[Appendix B] B.2 Language Summary for awk

B.2 Language Summary for awk

This section summarizes how awk processes input records and describes the various syntactic elements that make up an awk program.

Each line of input is split into fields. By default, the field delimiter is one or more spaces and/or tabs. You can change the field separator by using the -F command-line option. Doing so also sets the value of FS. The following command-line changes the field separator to a colon:

awk -F: -f awkscr /etc/passwd

You can also assign the delimiter to the system variable FS. This is typically done in the BEGIN procedure, but can also be passed as a parameter on the command line.

awk -f awkscr FS=: /etc/passwd

Each input line forms a record containing any number of fields. Each field can be referenced by its position in the record. "$1" refers to the value of the first field; "$2" to the second field, and so on. "$0" refers to the entire record. The following action prints the first field of each input line:

{ print $1 }

The default record separator is a newline. The following procedure sets FS and RS so that awk interprets an input record as any number of lines up to a blank line, with each line being a separate field.

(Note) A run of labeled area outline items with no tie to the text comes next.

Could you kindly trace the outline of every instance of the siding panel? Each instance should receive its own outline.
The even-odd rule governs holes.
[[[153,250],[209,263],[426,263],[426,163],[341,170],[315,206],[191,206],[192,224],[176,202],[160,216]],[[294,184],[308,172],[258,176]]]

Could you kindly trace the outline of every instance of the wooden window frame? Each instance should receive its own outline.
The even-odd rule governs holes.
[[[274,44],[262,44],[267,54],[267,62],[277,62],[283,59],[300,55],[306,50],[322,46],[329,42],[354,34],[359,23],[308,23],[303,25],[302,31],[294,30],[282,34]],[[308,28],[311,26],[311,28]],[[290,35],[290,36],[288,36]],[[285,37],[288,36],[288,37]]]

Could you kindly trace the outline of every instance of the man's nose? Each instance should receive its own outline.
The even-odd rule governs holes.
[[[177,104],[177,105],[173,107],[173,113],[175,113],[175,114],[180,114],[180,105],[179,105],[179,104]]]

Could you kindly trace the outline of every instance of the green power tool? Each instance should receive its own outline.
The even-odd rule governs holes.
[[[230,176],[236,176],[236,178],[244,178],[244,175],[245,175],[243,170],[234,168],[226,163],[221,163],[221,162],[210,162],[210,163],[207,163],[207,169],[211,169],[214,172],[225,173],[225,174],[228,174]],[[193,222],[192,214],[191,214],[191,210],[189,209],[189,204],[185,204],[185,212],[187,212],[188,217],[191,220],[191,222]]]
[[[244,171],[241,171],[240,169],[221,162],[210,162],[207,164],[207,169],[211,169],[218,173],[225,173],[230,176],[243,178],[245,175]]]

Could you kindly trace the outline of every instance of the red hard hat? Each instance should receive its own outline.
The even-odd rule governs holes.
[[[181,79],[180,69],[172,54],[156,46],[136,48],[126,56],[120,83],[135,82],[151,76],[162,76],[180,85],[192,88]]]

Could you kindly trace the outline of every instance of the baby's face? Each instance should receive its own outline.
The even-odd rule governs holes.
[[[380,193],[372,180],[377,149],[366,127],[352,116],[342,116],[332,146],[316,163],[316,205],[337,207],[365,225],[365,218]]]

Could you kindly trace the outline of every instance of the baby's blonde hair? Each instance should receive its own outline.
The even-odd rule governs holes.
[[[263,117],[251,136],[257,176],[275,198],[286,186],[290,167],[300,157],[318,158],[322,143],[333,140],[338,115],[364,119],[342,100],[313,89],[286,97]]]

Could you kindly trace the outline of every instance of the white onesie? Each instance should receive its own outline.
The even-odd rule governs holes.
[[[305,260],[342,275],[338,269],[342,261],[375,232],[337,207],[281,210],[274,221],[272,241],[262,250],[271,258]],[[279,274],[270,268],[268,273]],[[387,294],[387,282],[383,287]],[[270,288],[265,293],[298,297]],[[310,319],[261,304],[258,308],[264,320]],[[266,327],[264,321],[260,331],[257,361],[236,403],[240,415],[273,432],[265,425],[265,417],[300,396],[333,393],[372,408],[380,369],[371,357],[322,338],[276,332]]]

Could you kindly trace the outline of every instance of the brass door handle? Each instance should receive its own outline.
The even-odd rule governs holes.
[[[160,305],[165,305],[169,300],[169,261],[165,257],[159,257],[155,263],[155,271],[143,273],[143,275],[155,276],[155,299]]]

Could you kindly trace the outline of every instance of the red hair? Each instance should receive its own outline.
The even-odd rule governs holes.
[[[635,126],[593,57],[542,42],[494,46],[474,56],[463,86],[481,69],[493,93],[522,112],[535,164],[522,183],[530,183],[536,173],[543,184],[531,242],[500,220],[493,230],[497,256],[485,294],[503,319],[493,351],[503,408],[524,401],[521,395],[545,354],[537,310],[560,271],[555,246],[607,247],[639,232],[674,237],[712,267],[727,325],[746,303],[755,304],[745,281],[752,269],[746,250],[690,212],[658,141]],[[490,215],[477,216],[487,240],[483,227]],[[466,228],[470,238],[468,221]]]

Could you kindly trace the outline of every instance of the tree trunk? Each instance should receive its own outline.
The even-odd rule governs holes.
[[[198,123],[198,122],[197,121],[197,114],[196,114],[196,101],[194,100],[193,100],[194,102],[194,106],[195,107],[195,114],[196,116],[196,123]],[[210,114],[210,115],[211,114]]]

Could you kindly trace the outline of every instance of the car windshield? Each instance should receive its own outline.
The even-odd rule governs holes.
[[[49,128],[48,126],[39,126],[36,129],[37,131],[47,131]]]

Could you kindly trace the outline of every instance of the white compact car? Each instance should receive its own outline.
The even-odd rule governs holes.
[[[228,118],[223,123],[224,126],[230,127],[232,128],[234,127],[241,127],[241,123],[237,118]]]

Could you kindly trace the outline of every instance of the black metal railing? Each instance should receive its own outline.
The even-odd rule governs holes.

BEGIN { FS = "\n"; RS = "" }

It is important to know that when RS is set to the empty string, newline always separates fields, in addition to whatever value FS may have. This is discussed in more detail in both The AWK Programming Language and Effective AWK Programming.

B.2.2 Format of a Script

An awk script is a set of pattern-matching rules and actions:

pattern { action }

An action is one or more statements that will be performed on those input lines that match the pattern. If no pattern is specified, the action is performed for every input line. The following example uses the print statement to print each line in the input file:

{ print }

If only a pattern is specified, then the default action consists of the print statement, as shown above.

Function definitions can also appear:

function name (parameter list) { statements }

This syntax defines the function name, making available the list of parameters for processing in the body of the function. Variables specified in the parameter-list are treated as local variables within the function. All other variables are global and can be accessed outside the function. When calling a user-defined function, no space is permitted between the name of the function and the opening parenthesis. Spaces are allowed in the function's definition. User-defined functions are described in Chapter 9, Functions.

B.2.2.1 Line termination

A line in an awk script is terminated by a newline or a semicolon. Using semicolons to put multiple statements on a line, while permitted, reduces the readability of most programs. Blank lines are permitted between statements.

Program control statements (do, if, for, or while) continue on the next line, where a dependent statement is listed. If multiple dependent statements are specified, they must be enclosed within braces.

if (NF > 1) {
	name = $1
	total += $2
}

You cannot use a semicolon to avoid using braces for multiple statements.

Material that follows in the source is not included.